An ongoing commitment to excellence and improvement in the quality of teaching remains the stated value of every higher education institution in Australia. With increasingly sophisticated tools to extract ever more nuanced information, the actualisation of this goal should be clearer than ever before.
But is actual progress being made? Or is this a case of all sizzle and no steak?
There is an additional stage in the journey that is often lost amidst the glamour and promise of analytics tools – how do institutions actually use this data to implement change and continuous improvement in the quality of their learning and teaching?
At present the approach is highly variable across the sector, and the success often depends on the motivation, buy in and data literacy of multiple stakeholders in key positions to effectively function. Weak links in the chain will often derail the best of intentions.
Learning analytics yet to be mastered
True progress requires the institutional vision and strategy to be aligned with the practices and beliefs of academic and professional staff throughout the university. This further requires the functional embeddedness of support structures to continually reinforce the desired performance at each level, as well as the more prosaic and functional capabilities to: record, measure, analyse and present timely, actionable data when and where it’s required.
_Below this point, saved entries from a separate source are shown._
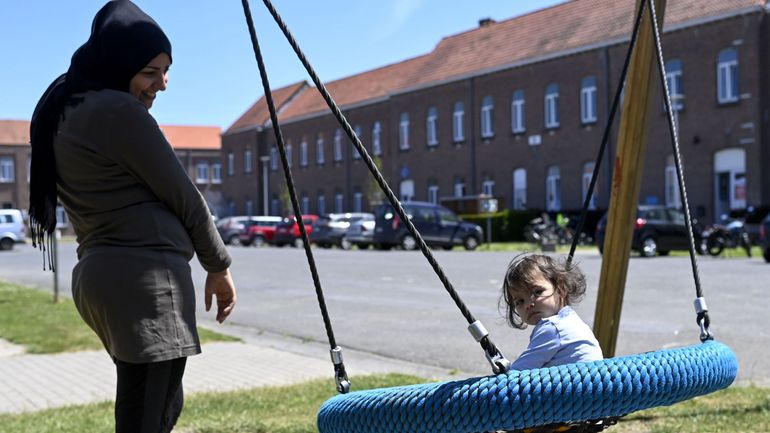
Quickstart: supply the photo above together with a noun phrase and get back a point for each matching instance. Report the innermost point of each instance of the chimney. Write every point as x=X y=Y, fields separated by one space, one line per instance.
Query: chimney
x=484 y=22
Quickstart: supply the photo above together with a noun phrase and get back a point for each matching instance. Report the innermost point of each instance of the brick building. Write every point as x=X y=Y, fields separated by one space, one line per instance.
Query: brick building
x=198 y=148
x=516 y=109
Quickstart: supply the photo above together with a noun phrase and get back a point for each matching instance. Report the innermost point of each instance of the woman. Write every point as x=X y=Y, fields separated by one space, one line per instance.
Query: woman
x=137 y=216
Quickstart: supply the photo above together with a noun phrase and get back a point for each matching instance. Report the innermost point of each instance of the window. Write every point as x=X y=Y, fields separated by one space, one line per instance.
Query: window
x=337 y=147
x=358 y=201
x=202 y=172
x=727 y=76
x=376 y=133
x=274 y=159
x=356 y=154
x=339 y=203
x=552 y=106
x=433 y=194
x=588 y=172
x=588 y=100
x=319 y=150
x=517 y=112
x=216 y=172
x=247 y=161
x=488 y=187
x=553 y=189
x=430 y=126
x=675 y=86
x=673 y=198
x=230 y=164
x=459 y=187
x=321 y=203
x=303 y=154
x=7 y=174
x=458 y=119
x=487 y=112
x=403 y=132
x=520 y=188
Learning analytics, though continually evolving, are hardly an emerging discipline. That no single institution can claim mastery of this process indicates clearly that this is a matter of more easily said than done. With quality of the learning and teaching experience perceived as the cornerstone of economic competitiveness, the future success of higher education is intrinsically linked with the ability to understand and continuously improve their respective qualities.
The Measuring and Improving Quality in Learning & Teaching conference, running this September in Sydney, aims to address the disconnect between data and actionable change. All the data in the world is useless if meaningful and actionable information cannot be extracted and effectively presented. Likewise, without the appropriate support structures and alignment of values, genuine implementation remains just a pipe dream.